Had O’Neill been born to a different generation and taken charge of the GAA in that supposed golden era of the late 1970s and early 1980s, we might have been able to stomach his comment and his review group. Had he taken over the GAA in the early 1990s, after the many wars between Meath and Cork, we might have agreed with his wish to change the way the game is played. But now, when we’ve had two of the most entertaining championships ever in the three years prior to his election, his is a viewpoint that has little basis in reality.
The game has never been better or more competitive so we are not sure what era he’s comparing football with. On top of that, we still aren’t exactly clear what the point of his review group is. Even on the GAA’s own website it’s ambiguous. “There will be a lot of attention on the independent Gaelic football review body which will be established. What do you envisage as being the work of that group?” a question there asks. His response was is follows. “I’m looking for them to look at football independently and we’ve picked a hugely independent and widely respected figure in Eugene McGee to do that, and I’m really heartened that he said yes to me. When people see that he is in charge of it they’ll know that we’re taking it seriously and that it will be independent and that we’ll take on board whatever they come up with.”
Taking what seriously? And come up with recommendations in what areas? It's all very broad and even more vague.
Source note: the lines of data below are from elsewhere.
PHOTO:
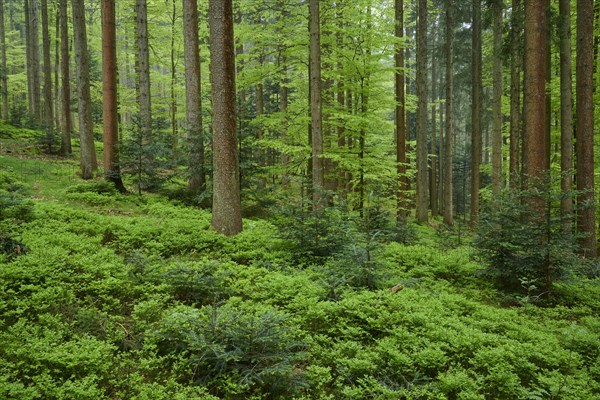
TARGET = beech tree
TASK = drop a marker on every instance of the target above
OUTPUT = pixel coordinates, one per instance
(422, 171)
(193, 92)
(88, 161)
(226, 207)
(586, 217)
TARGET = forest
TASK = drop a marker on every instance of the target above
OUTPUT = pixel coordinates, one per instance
(299, 199)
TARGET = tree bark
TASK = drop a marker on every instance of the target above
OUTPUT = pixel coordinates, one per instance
(400, 122)
(318, 178)
(476, 112)
(67, 126)
(3, 71)
(422, 164)
(497, 8)
(566, 117)
(515, 96)
(88, 161)
(448, 187)
(48, 101)
(193, 96)
(35, 53)
(112, 168)
(226, 208)
(143, 64)
(584, 145)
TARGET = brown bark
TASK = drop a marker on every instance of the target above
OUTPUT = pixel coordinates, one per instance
(226, 208)
(584, 145)
(112, 170)
(194, 123)
(88, 161)
(3, 71)
(497, 8)
(476, 112)
(448, 189)
(67, 126)
(48, 101)
(143, 72)
(422, 172)
(318, 179)
(402, 200)
(515, 92)
(566, 117)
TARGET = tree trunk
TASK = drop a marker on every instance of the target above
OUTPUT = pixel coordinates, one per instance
(402, 200)
(497, 8)
(227, 214)
(318, 178)
(434, 98)
(515, 87)
(112, 168)
(566, 117)
(48, 101)
(3, 71)
(88, 161)
(584, 145)
(476, 133)
(67, 126)
(448, 189)
(422, 171)
(35, 54)
(143, 64)
(193, 96)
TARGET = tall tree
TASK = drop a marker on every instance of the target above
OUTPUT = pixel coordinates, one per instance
(316, 111)
(143, 71)
(112, 169)
(476, 112)
(88, 161)
(193, 96)
(226, 208)
(35, 54)
(3, 71)
(402, 200)
(448, 189)
(497, 9)
(516, 61)
(422, 171)
(566, 116)
(67, 127)
(48, 101)
(584, 145)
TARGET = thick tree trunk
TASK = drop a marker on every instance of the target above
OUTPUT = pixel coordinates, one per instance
(584, 145)
(515, 92)
(143, 73)
(88, 161)
(112, 168)
(448, 188)
(227, 214)
(67, 126)
(48, 101)
(476, 112)
(400, 122)
(497, 8)
(318, 179)
(193, 96)
(566, 117)
(3, 71)
(35, 54)
(422, 171)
Over the last few years, I’ve had several pops at analysts who talk about their own playing days as some sort of halcyon era. They base it purely on anecdotal evidence brought about by a bad and flawed memory. They romanticise about the past and judge the present by completely different and impossible standards. Indeed after the 2011 Ulster championship opener which was a drab and predictably brutal encounter between Armagh and Derry, I sat on a Newstalk panel and listened to McGee talk about the state of the modern game and how good it used to be. We wonder has O’Neill bought into some of this populist nonsense because let’s get empirical for a moment and look at the facts.
In 1982, McGee’s finest year as a manager when guiding Offaly to an All Ireland title and denying Kerry five on the bounce in a season often talked about as if something special, there were 34 championship games, and the average winning margin was 6.5 points per game. The average score a team got per game was 0.95 goals and 10.4 points, or 13.22 in total. That may have been the end of the greatest run in football but just because Kerry were that good and Offaly bettered them, that doesn’t mean football as a whole was in a healthy state. It most certainly was not.
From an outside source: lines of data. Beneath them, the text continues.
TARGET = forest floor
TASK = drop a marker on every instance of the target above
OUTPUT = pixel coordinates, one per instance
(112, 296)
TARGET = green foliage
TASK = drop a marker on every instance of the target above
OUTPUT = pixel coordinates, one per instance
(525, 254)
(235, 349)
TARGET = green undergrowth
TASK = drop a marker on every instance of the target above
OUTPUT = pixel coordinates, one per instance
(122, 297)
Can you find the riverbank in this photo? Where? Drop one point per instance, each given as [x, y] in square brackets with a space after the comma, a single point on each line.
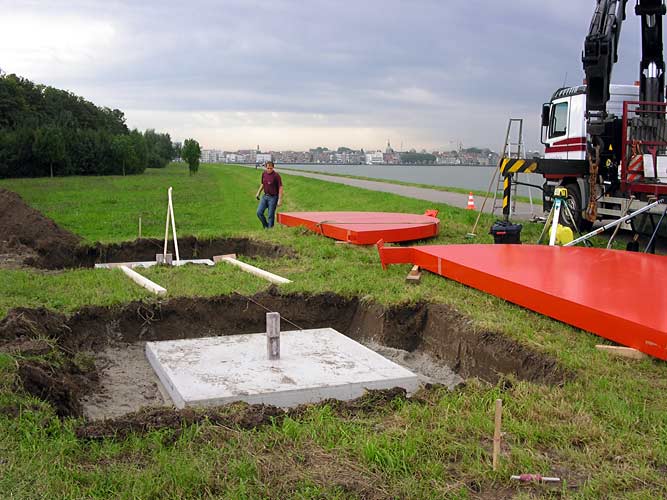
[570, 411]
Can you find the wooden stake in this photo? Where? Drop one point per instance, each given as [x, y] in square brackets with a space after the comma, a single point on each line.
[414, 276]
[496, 433]
[625, 352]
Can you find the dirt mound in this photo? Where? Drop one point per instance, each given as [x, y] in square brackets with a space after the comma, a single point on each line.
[243, 415]
[29, 238]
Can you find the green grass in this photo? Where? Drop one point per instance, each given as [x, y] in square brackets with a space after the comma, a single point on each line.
[604, 433]
[450, 189]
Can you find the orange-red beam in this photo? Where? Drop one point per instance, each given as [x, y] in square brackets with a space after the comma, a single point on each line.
[621, 296]
[366, 228]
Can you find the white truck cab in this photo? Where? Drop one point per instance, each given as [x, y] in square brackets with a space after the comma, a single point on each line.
[564, 131]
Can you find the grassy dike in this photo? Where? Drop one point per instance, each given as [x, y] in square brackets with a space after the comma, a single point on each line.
[604, 432]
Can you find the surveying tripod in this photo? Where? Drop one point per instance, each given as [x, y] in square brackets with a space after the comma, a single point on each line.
[560, 203]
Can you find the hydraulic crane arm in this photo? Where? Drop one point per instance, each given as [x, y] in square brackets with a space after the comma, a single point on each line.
[652, 66]
[601, 53]
[599, 56]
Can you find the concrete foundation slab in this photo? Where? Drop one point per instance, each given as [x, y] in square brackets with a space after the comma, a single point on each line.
[314, 365]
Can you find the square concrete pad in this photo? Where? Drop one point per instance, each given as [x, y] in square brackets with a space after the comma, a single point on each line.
[314, 365]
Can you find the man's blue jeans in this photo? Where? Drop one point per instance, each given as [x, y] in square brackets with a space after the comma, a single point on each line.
[270, 202]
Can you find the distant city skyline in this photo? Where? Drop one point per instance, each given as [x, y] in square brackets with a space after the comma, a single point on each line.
[296, 75]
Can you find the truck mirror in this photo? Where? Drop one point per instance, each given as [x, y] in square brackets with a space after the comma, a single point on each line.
[545, 114]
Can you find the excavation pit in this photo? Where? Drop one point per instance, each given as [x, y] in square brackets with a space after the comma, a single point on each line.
[93, 363]
[314, 365]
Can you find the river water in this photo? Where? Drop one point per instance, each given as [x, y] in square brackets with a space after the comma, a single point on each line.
[461, 176]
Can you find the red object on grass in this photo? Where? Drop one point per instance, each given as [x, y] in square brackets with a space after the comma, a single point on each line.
[618, 295]
[366, 228]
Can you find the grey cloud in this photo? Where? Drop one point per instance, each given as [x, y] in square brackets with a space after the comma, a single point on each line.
[398, 63]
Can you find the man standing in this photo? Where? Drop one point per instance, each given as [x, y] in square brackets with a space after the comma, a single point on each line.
[272, 186]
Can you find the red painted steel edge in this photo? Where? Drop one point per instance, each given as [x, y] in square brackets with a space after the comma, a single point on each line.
[621, 296]
[365, 228]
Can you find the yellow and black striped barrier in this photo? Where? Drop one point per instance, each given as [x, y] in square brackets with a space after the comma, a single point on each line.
[515, 166]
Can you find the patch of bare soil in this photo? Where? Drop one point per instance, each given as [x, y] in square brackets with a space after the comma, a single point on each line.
[28, 238]
[118, 381]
Fast-forward a decade and again 34 games were played in the 1992 championship. The average winning margin was 5.85 points per game. Yet over the last three years, a time when O’Neill considered football ponderous and negative, the average score a team got per championship game was 13.41 and the average winning margin in that time was down to 5.7 points per game, despite the higher tallies being racked up. Add it all together and there has never been more top-level football games played - indeed there are close to twice as many as the 1980s and 1990s - they have never been higher scoring and they have never been closer.
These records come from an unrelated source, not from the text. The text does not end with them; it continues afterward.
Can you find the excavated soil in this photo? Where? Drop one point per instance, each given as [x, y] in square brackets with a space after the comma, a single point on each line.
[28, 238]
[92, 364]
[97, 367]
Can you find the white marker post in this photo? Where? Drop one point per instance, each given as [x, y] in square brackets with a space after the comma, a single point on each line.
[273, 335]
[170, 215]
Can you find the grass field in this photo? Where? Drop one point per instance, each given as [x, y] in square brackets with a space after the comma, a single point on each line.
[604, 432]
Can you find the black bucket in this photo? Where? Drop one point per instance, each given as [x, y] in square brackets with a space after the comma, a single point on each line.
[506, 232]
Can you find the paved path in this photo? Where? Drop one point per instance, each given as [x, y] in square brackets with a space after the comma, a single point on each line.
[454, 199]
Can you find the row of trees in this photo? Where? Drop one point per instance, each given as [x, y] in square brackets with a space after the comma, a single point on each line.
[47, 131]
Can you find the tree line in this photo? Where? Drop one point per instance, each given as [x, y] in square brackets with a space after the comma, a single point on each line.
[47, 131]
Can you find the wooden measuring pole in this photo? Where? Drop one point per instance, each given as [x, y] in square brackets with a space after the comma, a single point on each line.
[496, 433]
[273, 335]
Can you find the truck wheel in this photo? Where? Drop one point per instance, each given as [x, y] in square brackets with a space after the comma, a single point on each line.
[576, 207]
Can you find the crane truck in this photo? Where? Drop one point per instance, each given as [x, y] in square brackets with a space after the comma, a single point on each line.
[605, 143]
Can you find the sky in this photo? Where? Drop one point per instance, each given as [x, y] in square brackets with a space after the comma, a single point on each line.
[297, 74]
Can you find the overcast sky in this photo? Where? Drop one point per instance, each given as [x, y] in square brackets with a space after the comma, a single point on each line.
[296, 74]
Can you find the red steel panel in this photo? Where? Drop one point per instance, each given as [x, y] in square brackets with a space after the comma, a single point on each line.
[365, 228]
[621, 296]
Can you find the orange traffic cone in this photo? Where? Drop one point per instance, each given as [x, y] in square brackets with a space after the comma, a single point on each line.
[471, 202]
We can’t prove it but we reckon the game is a whole lot faster as well. After another Newstalk panel recently, I got talking with Conor Deegan off air. He told me that on the Wednesday before Down played Armagh in their 1991 Ulster opener - a year they won an All Ireland - 12 players showed for training. There is simply no way they could have been as fit or fast as modern-day players who go on training weeks abroad and have sessions at 6am in January.
There’s more though. Thirty years ago there were three live games shown each year. Now there are three live games shown each weekend and yet early-season games are compared with past All Ireland finals. It’s the highest standards of a previous generation being used to ridicule the lowest standards of today. And even those past standards are wrong because those that yearn for yesteryear and less hand passing should take a look back at a full 70-minute game between Kerry and Dublin in the 1970s. It’s a rumour that has grown huge legs, so much so that many of the Dublin players from that era complain about it being shown so often because it makes them look bad. The endless long balls and wasted possession just to gain a few extra yards of territory really isn’t something to lust after or to belittle the modern game with. There was no contrast of styles or tactics or mindsets either. It was dull and predictable yet O'Neill considers today's football boring.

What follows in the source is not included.